The Dow is still making new highs but it is struggling. This index also rested over the last two weeks with more sideways movement than vertical gains. There was just enough help from earnings on a couple days each week to power the index to a 100-point gain for each of the last two weeks. The Dow was not setting the world on fire but it was holding its gains and slowly adding to them.
The market challenges have come from the small caps and the transportation sector. Like the Russell 2000, the S&P-600 small cap index is struggling. However, the $SP600 closed at a 5-week low on Friday. The index appears to be on the verge of a breakdown where the Russell chart looks more like a consolidation/continuation pattern. The SP600 is a managed index where the stocks are picked out of the small cap universe. The Russell 2000 is simply the bottom 2,000 stocks by market cap in the Russell 3000 index. The SP600 is actually reflective of the small cap sector. The SP600 lost 15 points for the week.
The Dow Transports ($TRAN) lost -176 points for the week and the second worst performance behind the SP600. The Transports should be in rally mode because of the expanding economy. However, airlines are struggling with competition and shrinking margins and railroads are feeling the pinch from declining rig counts in the energy sector and the potential impact from a change in NAFTA. Any further declines in the transports should be negative for the Dow.
The biotech sector was hit the prior week on drug pricing headlines out of Washington. The sector began a recovery on Thursday, probably on the news that President Trump would be out of the country for a couple weeks and the pricing headlines would evaporate. I think we all agree that something needs to be done when new drugs cost $75,000 to as much as $750,000 a year.
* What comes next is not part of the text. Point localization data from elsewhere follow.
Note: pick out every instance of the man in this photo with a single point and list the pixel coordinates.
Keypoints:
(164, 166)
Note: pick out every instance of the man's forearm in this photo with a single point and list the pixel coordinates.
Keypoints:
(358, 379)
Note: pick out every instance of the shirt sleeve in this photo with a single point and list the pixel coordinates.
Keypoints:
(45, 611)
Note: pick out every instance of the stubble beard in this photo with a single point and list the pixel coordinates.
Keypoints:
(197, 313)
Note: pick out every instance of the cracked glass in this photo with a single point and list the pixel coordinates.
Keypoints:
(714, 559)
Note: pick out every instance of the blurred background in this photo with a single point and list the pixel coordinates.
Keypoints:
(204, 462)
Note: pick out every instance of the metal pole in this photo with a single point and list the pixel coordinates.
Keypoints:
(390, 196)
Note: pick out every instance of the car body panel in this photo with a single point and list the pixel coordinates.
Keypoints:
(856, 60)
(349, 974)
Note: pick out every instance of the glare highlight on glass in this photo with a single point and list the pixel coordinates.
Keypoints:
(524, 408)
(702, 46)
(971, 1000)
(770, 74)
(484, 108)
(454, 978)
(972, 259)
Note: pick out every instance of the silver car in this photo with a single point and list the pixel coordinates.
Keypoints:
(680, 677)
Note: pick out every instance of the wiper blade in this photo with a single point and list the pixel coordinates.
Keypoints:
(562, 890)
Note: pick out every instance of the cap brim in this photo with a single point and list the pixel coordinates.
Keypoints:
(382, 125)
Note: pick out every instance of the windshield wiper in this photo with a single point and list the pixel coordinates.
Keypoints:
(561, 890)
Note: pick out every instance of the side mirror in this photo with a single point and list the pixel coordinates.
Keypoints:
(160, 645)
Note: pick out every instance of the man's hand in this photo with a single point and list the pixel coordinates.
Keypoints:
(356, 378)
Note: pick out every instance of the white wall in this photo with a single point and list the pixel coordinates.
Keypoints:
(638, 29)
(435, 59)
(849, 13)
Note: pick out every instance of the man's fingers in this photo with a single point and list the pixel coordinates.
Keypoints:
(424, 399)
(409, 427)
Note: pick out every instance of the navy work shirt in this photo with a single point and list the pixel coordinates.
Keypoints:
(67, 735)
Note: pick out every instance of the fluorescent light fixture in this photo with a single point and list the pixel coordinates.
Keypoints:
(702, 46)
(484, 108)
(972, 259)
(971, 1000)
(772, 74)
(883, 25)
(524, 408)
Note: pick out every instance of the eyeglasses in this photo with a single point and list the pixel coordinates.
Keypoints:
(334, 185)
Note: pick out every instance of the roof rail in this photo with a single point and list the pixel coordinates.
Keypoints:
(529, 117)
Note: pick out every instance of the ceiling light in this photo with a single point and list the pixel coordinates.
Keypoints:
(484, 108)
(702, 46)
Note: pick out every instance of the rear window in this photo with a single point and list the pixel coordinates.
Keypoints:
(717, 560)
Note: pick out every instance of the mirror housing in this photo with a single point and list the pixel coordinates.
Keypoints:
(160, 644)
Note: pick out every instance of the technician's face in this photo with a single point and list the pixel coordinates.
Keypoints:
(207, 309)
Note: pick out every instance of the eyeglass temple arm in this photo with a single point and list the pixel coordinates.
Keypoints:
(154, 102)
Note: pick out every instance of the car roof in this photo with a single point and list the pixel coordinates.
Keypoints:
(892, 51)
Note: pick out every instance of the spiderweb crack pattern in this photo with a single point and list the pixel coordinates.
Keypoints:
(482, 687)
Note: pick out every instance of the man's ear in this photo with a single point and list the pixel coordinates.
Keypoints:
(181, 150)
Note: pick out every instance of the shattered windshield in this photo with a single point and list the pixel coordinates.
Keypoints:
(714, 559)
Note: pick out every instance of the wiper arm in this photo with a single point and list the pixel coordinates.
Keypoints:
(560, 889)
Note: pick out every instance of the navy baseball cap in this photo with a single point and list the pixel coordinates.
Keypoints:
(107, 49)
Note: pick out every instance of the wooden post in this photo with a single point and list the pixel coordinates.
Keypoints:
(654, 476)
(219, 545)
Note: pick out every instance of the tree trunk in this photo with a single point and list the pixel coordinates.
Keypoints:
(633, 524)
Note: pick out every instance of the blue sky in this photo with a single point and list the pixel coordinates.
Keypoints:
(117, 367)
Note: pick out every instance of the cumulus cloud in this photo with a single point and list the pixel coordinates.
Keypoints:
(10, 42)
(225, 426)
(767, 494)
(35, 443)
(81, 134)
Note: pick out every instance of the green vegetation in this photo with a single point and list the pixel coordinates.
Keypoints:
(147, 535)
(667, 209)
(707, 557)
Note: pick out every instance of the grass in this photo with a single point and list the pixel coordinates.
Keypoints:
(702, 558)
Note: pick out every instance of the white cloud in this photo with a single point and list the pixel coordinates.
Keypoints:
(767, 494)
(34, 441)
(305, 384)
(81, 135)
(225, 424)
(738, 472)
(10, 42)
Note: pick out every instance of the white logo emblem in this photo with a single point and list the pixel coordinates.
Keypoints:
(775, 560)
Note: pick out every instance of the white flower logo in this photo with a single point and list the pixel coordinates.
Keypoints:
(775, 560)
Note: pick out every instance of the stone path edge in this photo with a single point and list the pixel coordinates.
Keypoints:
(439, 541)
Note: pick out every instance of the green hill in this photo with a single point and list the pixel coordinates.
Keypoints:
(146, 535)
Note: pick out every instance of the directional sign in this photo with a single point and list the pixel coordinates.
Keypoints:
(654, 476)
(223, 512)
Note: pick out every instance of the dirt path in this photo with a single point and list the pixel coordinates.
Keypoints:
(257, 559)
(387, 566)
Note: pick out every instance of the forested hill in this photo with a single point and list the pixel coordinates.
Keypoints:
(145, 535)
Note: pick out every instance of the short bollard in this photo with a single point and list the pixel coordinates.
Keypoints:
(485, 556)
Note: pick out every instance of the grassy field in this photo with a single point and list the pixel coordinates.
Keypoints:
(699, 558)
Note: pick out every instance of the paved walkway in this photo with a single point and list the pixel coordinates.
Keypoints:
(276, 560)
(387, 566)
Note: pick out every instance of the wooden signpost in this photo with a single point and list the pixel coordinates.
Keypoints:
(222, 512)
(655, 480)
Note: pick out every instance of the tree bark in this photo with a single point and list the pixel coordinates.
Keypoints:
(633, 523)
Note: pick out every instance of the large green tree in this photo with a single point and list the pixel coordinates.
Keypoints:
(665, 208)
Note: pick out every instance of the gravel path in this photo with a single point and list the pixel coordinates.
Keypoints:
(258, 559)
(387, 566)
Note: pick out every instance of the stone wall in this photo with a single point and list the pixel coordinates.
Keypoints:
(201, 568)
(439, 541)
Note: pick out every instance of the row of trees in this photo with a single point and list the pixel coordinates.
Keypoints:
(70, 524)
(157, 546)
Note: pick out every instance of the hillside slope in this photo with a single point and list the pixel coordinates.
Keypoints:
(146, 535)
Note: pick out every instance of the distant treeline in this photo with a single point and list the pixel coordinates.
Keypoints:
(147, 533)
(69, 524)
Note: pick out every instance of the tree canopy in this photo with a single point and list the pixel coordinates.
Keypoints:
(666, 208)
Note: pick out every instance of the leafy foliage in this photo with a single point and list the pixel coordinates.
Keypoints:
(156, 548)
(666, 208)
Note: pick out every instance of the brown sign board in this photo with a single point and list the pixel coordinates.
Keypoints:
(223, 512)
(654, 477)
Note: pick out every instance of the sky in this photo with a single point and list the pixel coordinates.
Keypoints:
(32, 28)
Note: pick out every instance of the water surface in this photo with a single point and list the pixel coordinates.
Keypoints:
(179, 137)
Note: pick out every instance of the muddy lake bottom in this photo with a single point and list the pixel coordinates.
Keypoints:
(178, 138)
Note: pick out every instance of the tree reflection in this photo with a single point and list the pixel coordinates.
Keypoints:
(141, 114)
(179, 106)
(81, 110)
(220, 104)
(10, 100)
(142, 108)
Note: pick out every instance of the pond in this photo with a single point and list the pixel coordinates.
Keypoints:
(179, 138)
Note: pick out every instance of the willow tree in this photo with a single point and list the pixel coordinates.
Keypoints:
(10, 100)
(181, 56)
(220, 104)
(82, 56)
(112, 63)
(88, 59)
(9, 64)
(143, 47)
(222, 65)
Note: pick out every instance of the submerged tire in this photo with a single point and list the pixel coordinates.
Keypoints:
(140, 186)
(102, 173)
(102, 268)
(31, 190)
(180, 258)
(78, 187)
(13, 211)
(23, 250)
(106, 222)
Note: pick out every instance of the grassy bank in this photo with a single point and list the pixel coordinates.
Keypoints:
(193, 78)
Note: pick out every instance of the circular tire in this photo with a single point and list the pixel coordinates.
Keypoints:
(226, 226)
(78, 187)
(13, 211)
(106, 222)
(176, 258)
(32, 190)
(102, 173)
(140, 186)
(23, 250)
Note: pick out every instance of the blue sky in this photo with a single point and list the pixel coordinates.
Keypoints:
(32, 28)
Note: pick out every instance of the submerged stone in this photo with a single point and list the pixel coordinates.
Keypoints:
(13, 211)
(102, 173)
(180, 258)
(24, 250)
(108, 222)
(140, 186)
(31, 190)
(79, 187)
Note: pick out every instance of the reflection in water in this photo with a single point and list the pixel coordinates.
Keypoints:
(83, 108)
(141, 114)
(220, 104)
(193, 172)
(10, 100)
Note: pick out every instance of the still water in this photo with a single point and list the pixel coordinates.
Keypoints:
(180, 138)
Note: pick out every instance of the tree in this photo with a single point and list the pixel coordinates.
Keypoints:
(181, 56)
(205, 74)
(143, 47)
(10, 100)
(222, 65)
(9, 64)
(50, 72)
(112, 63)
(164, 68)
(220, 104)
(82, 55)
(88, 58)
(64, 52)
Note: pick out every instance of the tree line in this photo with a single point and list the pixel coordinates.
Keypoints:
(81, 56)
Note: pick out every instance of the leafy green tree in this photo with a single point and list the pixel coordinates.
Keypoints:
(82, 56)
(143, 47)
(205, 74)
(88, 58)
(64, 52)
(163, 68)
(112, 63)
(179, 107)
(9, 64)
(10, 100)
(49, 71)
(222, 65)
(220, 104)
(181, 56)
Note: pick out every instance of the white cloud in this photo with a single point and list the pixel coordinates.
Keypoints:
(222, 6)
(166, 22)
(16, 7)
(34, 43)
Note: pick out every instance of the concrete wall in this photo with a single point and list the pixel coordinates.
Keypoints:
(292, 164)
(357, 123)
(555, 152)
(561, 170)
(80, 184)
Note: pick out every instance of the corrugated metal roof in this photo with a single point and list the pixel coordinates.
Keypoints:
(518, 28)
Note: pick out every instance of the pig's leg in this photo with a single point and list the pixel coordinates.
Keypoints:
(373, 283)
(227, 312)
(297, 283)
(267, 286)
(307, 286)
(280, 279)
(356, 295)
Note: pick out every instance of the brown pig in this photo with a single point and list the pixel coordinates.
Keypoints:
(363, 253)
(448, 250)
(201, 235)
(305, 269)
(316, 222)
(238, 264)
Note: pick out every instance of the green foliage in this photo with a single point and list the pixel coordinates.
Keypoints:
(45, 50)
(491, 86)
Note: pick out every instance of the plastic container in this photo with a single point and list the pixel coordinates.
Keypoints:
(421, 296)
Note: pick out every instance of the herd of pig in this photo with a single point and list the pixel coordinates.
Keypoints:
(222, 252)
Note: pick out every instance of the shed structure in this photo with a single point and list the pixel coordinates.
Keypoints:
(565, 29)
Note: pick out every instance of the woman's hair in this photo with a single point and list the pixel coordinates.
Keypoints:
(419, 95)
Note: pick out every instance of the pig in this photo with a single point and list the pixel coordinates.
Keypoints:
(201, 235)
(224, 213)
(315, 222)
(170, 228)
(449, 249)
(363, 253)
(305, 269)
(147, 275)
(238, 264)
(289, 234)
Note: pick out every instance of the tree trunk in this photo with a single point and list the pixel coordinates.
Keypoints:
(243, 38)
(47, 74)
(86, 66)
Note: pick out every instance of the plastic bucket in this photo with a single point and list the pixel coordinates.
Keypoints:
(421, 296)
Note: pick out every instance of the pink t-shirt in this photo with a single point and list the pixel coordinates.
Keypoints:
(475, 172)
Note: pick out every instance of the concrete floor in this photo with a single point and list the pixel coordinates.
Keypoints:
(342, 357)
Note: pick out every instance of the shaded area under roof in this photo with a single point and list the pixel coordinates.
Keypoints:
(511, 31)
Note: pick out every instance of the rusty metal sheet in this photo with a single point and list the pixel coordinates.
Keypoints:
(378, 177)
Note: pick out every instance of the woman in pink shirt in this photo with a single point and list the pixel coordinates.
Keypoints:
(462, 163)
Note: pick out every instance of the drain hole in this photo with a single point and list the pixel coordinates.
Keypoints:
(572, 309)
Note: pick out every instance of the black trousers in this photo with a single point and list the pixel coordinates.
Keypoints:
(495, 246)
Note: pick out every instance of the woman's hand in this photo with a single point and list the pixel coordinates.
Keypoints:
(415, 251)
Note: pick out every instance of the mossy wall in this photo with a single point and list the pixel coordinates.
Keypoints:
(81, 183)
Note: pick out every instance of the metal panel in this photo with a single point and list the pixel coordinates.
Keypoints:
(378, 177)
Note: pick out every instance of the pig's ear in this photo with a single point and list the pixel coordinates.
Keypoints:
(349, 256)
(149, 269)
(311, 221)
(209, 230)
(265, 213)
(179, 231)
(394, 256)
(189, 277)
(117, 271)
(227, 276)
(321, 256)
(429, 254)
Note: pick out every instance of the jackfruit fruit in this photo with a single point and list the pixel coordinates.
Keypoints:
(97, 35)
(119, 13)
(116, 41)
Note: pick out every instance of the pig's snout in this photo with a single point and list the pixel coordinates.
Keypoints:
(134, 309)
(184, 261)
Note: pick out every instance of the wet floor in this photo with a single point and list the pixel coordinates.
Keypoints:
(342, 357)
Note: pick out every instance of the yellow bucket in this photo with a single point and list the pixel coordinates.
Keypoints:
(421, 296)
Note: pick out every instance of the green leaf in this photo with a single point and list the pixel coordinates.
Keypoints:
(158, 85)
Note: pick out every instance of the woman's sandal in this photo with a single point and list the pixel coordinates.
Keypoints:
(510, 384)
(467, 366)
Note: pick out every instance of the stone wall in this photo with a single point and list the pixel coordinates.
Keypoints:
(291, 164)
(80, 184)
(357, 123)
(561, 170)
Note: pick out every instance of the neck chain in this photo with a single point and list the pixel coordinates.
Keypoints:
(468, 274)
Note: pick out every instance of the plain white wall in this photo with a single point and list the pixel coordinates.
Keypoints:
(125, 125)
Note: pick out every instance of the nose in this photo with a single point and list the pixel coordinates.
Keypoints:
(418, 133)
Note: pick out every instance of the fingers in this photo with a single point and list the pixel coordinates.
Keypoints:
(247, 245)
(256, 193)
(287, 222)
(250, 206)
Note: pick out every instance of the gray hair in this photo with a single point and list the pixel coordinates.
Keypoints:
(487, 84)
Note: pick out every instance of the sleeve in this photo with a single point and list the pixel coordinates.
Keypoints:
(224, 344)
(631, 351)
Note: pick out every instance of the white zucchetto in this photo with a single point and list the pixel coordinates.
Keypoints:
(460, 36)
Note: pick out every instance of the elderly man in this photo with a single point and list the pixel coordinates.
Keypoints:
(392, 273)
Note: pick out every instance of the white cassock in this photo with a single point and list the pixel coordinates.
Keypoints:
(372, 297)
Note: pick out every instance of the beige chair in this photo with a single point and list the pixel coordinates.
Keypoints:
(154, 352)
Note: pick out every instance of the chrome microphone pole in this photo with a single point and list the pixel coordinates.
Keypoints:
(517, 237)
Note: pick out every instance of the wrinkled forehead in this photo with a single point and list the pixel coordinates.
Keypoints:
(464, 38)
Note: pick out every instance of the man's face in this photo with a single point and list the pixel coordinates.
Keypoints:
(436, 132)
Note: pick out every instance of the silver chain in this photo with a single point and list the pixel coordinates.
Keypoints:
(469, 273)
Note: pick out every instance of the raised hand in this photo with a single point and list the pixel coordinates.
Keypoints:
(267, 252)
I am a free market guy but this is getting ridiculous when other countries pay only 10% to 20% for the same drug. Sorry, did not mean to go off on a rant.
In the past buying the biotech ETFs on a bounce from uptrend support would have been a profitable play. This time, I would not be surprised to see resistance at 4,300 hold.
The energy sector is seeing a rebound but it has a long way to go. If oil prices were to suddenly break free of $55 and move higher, it would be very market positive. The energy stocks have been hammered for the last three years and $65 oil would cause a monster rally. I am not yet a believer in this rebound but we are at least headed in the right direction.
The MACD on the Dow has triggered a sell signal but there is no confirmation. The crossover is still too close to make a sell call. The index has been struggling and the uptick on Friday was all due to Apple. The Dow remains the most overbought chart.
The MACD on the S&P remains negative but the index continues to make new highs on the strength of the big cap tech stocks. The A/D line ticked up slightly late in the week but the momentum from Sep/Oct has faded. The MACD on the A/D is in full decline.
The Nasdaq gains on Friday came from a dozen big cap stocks but mostly AAPL, AVGO and QCOM, which added 33 of the 49 points. The Nasdaq has spiked above uptrend resistance and well above the October decline lows. The key for the Nasdaq next week will depend on how many of those earnings gains are sold.
The broadest market index closed at a new high despite the weakness in the MACD. As long as the Russell 3000 is moving higher, the overall market trend will remain intact. This is the key index to watch along with the S&P-600.
The markets appear to be headed higher but we are moving into the post earnings depression period. I have been writing for several weeks to beware of weakness in the week of November 6th. Given all the positive fundamentals, any weakness could be brief but this is the week that the earnings fuel begins to evaporate.
Any dip should be bought but not on the first day. I like to say buy the rebound since picking a bottom can be tricky.
The trend is our friend until it ends but there is rarely any warning.
Enter passively and exit aggressively!